EHTB Under The Gun
Wainscott residents involved with a class action lawsuit against the Town of East Hampton want the municipality to pay costs associated with getting Suffolk County Water installed in their homes.
Daniel Osborn, the attorney representing the residents, sent the town a letter last week. He urged the town to find a way to pay for each home in Wainscott to get connected to the water mains that have now been installed.
“As you know, the town has stated that it cannot legally pay for such work on the grounds that it cannot use public funds to confer a benefit on an individual resident. The problem is, the majority of Wainscott residents simply do not have the financial means to write a check for tens of thousands of dollars to get connected,” Osborn said in an email to clients. Adding to his contention is that the private drinking wells were likely
contaminated by the town’s airport operations.

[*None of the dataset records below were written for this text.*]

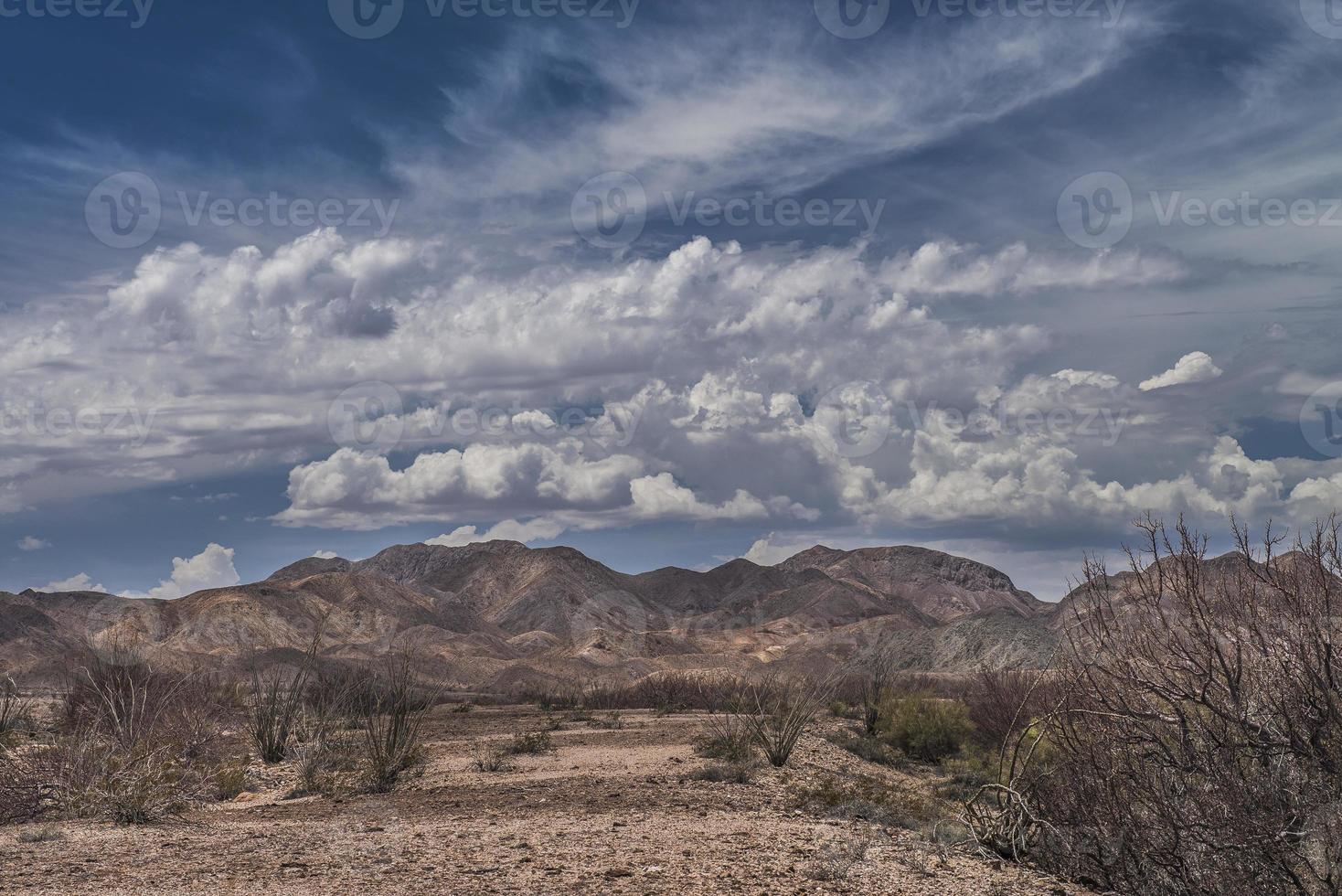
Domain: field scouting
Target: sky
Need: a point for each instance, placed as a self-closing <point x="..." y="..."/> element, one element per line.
<point x="670" y="282"/>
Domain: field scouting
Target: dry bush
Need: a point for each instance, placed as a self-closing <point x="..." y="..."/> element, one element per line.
<point x="40" y="835"/>
<point x="840" y="856"/>
<point x="726" y="737"/>
<point x="392" y="709"/>
<point x="1198" y="746"/>
<point x="777" y="709"/>
<point x="725" y="773"/>
<point x="1000" y="702"/>
<point x="859" y="795"/>
<point x="489" y="757"/>
<point x="530" y="744"/>
<point x="663" y="691"/>
<point x="14" y="709"/>
<point x="875" y="674"/>
<point x="612" y="720"/>
<point x="275" y="700"/>
<point x="137" y="743"/>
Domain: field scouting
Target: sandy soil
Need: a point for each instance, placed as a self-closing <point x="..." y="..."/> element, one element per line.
<point x="610" y="812"/>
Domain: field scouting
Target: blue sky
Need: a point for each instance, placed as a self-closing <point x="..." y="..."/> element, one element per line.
<point x="274" y="289"/>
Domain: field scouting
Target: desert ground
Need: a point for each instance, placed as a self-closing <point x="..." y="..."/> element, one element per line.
<point x="608" y="810"/>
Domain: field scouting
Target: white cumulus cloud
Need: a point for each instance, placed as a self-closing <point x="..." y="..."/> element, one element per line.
<point x="1195" y="367"/>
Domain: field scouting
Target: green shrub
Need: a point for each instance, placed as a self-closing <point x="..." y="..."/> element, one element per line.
<point x="868" y="749"/>
<point x="928" y="729"/>
<point x="229" y="781"/>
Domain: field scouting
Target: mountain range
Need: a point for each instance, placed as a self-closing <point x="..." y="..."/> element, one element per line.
<point x="499" y="614"/>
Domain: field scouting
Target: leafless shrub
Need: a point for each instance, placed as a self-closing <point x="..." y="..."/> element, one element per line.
<point x="741" y="772"/>
<point x="777" y="709"/>
<point x="840" y="856"/>
<point x="40" y="835"/>
<point x="489" y="757"/>
<point x="612" y="720"/>
<point x="925" y="727"/>
<point x="530" y="743"/>
<point x="392" y="709"/>
<point x="275" y="699"/>
<point x="1000" y="702"/>
<point x="726" y="737"/>
<point x="14" y="709"/>
<point x="1198" y="743"/>
<point x="874" y="677"/>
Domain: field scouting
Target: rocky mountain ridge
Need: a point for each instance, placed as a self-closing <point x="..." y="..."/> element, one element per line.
<point x="499" y="612"/>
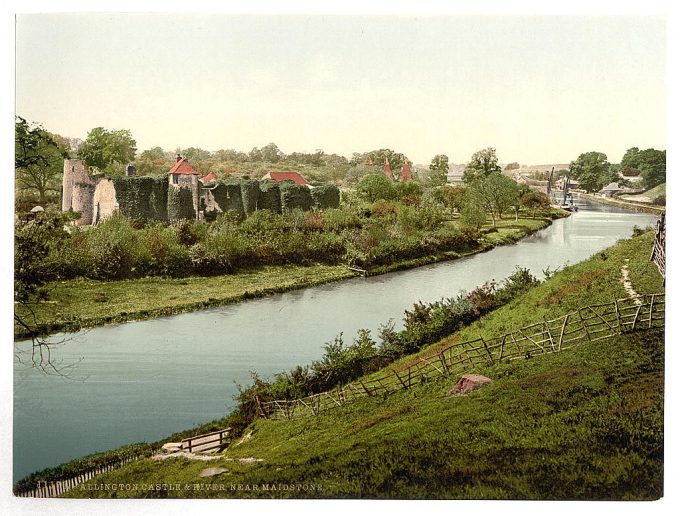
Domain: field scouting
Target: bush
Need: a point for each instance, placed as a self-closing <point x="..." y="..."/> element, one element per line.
<point x="169" y="256"/>
<point x="382" y="208"/>
<point x="326" y="196"/>
<point x="250" y="194"/>
<point x="295" y="196"/>
<point x="115" y="250"/>
<point x="270" y="196"/>
<point x="336" y="219"/>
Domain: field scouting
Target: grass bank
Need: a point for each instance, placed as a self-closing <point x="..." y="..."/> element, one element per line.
<point x="586" y="423"/>
<point x="629" y="205"/>
<point x="84" y="303"/>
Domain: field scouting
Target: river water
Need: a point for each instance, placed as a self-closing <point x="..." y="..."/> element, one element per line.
<point x="143" y="381"/>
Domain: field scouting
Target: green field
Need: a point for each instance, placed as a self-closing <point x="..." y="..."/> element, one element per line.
<point x="586" y="423"/>
<point x="85" y="302"/>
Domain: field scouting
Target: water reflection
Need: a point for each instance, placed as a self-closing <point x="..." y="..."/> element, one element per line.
<point x="149" y="379"/>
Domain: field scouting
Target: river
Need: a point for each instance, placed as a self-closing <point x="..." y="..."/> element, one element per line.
<point x="143" y="381"/>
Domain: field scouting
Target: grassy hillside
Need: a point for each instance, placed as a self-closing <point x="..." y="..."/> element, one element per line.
<point x="647" y="196"/>
<point x="586" y="423"/>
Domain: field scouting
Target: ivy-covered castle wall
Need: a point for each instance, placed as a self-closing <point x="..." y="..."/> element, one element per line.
<point x="182" y="197"/>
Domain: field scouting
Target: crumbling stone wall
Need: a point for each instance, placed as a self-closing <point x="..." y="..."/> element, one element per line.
<point x="104" y="200"/>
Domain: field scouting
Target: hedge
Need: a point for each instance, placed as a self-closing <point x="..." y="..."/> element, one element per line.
<point x="142" y="198"/>
<point x="228" y="197"/>
<point x="250" y="193"/>
<point x="180" y="204"/>
<point x="270" y="196"/>
<point x="295" y="196"/>
<point x="326" y="196"/>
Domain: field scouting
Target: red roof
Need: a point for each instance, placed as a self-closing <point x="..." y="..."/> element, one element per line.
<point x="406" y="174"/>
<point x="387" y="169"/>
<point x="279" y="177"/>
<point x="209" y="177"/>
<point x="182" y="167"/>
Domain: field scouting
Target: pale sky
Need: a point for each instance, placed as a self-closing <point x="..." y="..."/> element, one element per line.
<point x="538" y="89"/>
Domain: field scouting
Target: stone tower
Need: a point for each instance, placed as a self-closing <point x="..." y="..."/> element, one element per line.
<point x="78" y="190"/>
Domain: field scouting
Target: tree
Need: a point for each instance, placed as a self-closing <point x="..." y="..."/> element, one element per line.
<point x="271" y="153"/>
<point x="482" y="164"/>
<point x="439" y="169"/>
<point x="195" y="154"/>
<point x="649" y="163"/>
<point x="535" y="200"/>
<point x="33" y="242"/>
<point x="494" y="194"/>
<point x="454" y="197"/>
<point x="376" y="186"/>
<point x="38" y="159"/>
<point x="377" y="158"/>
<point x="592" y="171"/>
<point x="103" y="147"/>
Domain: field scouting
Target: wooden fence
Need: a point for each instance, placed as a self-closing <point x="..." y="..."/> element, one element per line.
<point x="659" y="249"/>
<point x="587" y="324"/>
<point x="213" y="441"/>
<point x="56" y="488"/>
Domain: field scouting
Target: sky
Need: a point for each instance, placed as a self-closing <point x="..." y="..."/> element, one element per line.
<point x="539" y="89"/>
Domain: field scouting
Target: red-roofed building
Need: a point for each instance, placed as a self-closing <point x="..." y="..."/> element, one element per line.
<point x="406" y="173"/>
<point x="280" y="177"/>
<point x="182" y="167"/>
<point x="387" y="169"/>
<point x="209" y="178"/>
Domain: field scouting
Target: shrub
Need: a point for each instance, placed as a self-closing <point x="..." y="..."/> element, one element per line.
<point x="115" y="249"/>
<point x="180" y="204"/>
<point x="169" y="256"/>
<point x="250" y="194"/>
<point x="326" y="196"/>
<point x="336" y="219"/>
<point x="270" y="196"/>
<point x="262" y="221"/>
<point x="295" y="196"/>
<point x="382" y="208"/>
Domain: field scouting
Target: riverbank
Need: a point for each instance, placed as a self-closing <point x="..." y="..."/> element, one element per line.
<point x="545" y="428"/>
<point x="629" y="205"/>
<point x="85" y="303"/>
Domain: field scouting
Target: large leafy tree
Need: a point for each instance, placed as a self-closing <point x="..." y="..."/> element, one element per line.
<point x="38" y="159"/>
<point x="104" y="147"/>
<point x="592" y="171"/>
<point x="377" y="158"/>
<point x="376" y="186"/>
<point x="649" y="163"/>
<point x="439" y="169"/>
<point x="481" y="165"/>
<point x="494" y="194"/>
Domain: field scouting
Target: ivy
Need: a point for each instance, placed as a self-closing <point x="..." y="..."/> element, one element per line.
<point x="142" y="198"/>
<point x="270" y="196"/>
<point x="295" y="196"/>
<point x="180" y="204"/>
<point x="326" y="196"/>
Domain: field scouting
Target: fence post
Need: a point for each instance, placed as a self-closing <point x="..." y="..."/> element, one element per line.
<point x="488" y="351"/>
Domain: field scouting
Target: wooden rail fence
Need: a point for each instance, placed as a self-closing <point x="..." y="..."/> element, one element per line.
<point x="212" y="441"/>
<point x="203" y="443"/>
<point x="587" y="324"/>
<point x="56" y="488"/>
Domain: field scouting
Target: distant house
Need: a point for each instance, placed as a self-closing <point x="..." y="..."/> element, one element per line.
<point x="209" y="178"/>
<point x="406" y="173"/>
<point x="611" y="190"/>
<point x="181" y="168"/>
<point x="280" y="177"/>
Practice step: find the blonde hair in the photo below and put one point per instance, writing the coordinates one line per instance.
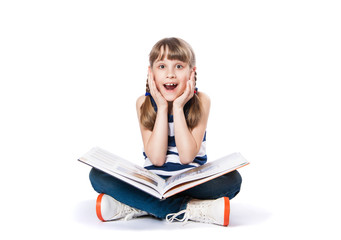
(178, 49)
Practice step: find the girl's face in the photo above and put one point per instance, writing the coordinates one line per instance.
(171, 77)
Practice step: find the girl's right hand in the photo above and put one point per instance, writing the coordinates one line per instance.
(160, 101)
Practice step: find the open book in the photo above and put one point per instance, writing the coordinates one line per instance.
(153, 184)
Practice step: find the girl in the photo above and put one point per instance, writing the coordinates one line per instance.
(173, 118)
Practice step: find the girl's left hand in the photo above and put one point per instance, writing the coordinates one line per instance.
(188, 93)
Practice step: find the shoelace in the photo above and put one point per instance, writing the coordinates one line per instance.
(132, 213)
(174, 216)
(199, 214)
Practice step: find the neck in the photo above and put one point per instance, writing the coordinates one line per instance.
(170, 108)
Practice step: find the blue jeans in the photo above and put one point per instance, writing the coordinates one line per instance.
(227, 185)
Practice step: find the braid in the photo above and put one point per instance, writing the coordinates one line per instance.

“Notwithstanding the town’s proclamation about its inability to pay, I have to believe that there is some way around this prohibition, particularly because we are talking about drinking water. The town must be able to invoke some emergency power or pass some emergency legislation to allow it to pay for the connections. The town needs to be creative and find a way. It is not fair for the residents to have to wait to win the class action lawsuit or pay the extortionate rates charged by Asplundh in order to get clean water,” Osborn wrote.
Meanwhile another citizen’s group, the Citizens for the Preservation of Wainscott, notified the town via letter last week that it is ramping up for possible legal action over Deepwater Wind’s proposal to bring a cable from its South Fork Wind Farm ashore at Wainscott. “Residents are acutely aware about the lack of transparency and the flawed decision-making process shown by the town,” the letter stated.
The attorney David Seiler of Friedman Kaplan made that clear in the missive that the town shouldn’t have green-lighted the Deepwater request for access to Beach Lane because “doesn’t have sufficient information.”
“The town board’s process regarding Deepwater’s Proposal has obviously been flawed,” the attorney wrote. “Deepwater doubled the potential voltage to run under Wainscott Beach to 460,000V from 230,000V, even though Deepwater’s own electric and magnetic safety study only purports to address the effects of a 138,000V transmission line.”